Law firm partners aren’t bad people. They’re just rational self-interest-maximizers like the rest of us. They understand that the system makes more money for them if they make certain choices. They don’t even really like the net outcome of the choices that much. But if they didn’t maximize their profits a competitor firm would, and they’d fall behind and risk going out of business.
The associates are highly motivated to work hard and work many hours. But the motivation is almost entirely extrinsic (fear and greed), and associates take little real pride in their work. The overriding pressure is to work a lot of hours, translating into a lot of dollars for the partners. The extremely long work hours wreck their personal lives. Also, they sense that their interest in generating high billable hours is misaligned with their clients’ interest in getting efficient service. And they feel that their intelligence and education are wasted on the dumb but demanding tasks they are doing. So, the associates are not happy.
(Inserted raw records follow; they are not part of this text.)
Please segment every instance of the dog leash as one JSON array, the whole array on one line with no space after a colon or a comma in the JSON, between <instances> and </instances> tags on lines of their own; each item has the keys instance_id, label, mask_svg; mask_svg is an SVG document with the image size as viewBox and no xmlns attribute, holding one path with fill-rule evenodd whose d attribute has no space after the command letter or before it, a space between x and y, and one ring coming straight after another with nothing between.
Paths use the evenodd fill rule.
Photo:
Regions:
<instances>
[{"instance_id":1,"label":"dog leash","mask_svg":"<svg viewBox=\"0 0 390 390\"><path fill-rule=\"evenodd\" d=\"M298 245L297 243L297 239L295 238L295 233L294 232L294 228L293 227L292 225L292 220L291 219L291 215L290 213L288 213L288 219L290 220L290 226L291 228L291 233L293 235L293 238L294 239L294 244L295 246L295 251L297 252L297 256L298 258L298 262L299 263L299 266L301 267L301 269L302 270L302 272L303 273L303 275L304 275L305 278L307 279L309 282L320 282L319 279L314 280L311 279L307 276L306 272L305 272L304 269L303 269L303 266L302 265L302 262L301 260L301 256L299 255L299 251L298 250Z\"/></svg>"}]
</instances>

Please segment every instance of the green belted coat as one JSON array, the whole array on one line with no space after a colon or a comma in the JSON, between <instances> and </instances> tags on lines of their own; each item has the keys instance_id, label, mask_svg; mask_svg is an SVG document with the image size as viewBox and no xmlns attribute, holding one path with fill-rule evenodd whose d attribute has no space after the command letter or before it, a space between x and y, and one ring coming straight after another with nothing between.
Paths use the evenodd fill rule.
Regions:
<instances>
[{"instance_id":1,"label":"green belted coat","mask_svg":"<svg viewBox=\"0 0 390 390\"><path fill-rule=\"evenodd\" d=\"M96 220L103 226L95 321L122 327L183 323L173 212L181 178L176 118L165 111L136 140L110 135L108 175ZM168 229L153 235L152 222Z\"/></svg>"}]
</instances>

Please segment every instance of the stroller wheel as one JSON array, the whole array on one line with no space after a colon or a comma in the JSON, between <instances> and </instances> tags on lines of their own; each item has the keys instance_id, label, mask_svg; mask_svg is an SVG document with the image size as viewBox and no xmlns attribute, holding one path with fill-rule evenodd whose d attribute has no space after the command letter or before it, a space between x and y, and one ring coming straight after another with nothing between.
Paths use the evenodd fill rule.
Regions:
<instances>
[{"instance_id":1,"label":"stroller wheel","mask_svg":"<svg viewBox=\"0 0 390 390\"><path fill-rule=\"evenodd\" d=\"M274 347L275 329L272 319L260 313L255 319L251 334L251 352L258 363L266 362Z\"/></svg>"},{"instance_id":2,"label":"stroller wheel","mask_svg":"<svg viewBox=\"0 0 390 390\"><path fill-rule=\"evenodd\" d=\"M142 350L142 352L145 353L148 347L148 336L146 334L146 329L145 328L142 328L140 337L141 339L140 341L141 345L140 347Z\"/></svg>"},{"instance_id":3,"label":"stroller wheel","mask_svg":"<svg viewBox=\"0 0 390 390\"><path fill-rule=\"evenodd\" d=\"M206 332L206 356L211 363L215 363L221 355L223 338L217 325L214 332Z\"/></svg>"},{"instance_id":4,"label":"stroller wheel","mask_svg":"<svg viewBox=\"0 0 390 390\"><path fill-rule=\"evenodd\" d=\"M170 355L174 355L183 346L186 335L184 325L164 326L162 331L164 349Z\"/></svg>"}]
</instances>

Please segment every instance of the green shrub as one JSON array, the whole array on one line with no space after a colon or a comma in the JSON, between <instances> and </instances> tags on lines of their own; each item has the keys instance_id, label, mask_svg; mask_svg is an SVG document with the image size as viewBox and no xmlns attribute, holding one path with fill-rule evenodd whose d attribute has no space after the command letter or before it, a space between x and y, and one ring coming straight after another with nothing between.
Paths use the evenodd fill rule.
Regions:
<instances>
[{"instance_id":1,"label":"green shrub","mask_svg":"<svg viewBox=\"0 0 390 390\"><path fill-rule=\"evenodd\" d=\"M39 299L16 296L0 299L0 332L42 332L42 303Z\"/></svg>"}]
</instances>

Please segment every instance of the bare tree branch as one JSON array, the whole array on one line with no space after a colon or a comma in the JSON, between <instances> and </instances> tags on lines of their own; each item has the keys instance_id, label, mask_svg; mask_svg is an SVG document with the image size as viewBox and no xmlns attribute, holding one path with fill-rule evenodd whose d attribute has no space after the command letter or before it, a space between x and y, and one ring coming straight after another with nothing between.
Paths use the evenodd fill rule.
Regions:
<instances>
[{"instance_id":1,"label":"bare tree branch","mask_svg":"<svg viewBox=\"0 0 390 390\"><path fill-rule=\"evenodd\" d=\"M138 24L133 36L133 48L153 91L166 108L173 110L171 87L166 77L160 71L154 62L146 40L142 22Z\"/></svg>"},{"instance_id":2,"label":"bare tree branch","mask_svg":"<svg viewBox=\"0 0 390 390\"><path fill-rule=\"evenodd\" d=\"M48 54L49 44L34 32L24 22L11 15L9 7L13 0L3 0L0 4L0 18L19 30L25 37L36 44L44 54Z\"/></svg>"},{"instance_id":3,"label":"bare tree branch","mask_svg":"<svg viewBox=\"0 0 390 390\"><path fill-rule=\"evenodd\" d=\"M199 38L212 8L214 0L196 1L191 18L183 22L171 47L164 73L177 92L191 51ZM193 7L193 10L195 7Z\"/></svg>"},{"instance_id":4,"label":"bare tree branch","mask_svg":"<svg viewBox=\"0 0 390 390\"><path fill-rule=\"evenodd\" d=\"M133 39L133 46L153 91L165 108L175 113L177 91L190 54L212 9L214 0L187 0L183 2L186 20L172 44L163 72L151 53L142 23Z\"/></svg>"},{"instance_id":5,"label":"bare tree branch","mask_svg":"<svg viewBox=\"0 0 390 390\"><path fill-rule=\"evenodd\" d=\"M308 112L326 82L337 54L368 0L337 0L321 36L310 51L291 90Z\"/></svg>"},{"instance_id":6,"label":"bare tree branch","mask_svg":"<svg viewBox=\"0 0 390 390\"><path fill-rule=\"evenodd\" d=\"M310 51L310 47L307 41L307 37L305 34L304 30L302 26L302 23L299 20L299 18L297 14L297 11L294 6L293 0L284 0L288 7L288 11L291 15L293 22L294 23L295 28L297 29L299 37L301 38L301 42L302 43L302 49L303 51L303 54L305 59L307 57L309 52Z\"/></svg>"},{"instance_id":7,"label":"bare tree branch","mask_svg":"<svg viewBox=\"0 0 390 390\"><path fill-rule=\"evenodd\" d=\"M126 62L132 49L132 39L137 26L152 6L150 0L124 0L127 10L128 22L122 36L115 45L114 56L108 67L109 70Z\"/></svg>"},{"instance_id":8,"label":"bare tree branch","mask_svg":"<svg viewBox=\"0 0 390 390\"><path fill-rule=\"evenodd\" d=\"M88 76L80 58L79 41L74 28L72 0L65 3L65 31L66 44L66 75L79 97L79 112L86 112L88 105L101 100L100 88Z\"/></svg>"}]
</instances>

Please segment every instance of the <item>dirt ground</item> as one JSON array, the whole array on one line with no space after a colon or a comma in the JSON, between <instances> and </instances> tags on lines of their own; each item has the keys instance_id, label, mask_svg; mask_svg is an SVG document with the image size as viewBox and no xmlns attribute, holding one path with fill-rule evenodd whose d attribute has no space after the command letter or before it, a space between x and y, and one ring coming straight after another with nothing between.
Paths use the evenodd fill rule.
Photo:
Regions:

Obviously the clients aren’t tremendously thrilled either. Imagine getting a bill for hundreds of hours of associate time for due diligence or document review that in the old days, in Scenario A, a computer or legal process outsourcer could have done better, faster and cheaper. And then try explaining it to your boss, who expects you to stick within your budget.
To counteract the unhappiness of associates and ensure a steady supply of new ones (needed to replace the large number who quit each year immediately after the annual bonus is paid), law firms raise the salaries that they pay to incoming associates.
Then law schools raise their tuition, because starting salaries have gone up, so, hey, it seems fair enough to charge more for an entry ticket to a high starting salary.
That happens several times.
As a consequence, law firms keep raising the billable rates for the associates’ time, so that the salary increases don’t hit the partners’ bottom line. They also have to cover the cost of the billed hours that the clients refuse to pay because the billable rate is stupid. When clients call partners they know and trust to point out that the billable rate is stupid, the partners can’t really disagree. So they write off bills. And that has to be made up somehow.
So, the cost of legal services at the high end keeps going up. And, inevitably, that also drives up the cost at the low end too. Many ordinary people who need help from lawyers can’t afford it. Law graduates who want to help ordinary people with their legal problems – who went to law school because that’s what they dreamed of doing – can’t afford to do that, because they have to pay back those big tuition bills, driven, if you trace it back, by the high rates at the expensive law firms.
Change is hard. If you lived in Scenario A and had to change to Scenario B, I think we can agree that would be really, really hard. Almost unbearable.
More than that: it would also be just plain bad – for you, for society, for everything that the legal profession is supposed to be about.
Actually, as you probably noticed, we currently live in Scenario B.
But things are changing. It looks like we could be on the road to something more like Scenario A.
Change of any kind is hard and frightening. But I’d rather see change from B to A than the other way around. What about you?
I think most people would agree that change from B to A is better. However, B to A likely requires fewer lawyers and more entrepreneurs and paralegals. How can we reconcile this with the expansion of law schools and the rise of tuition fees?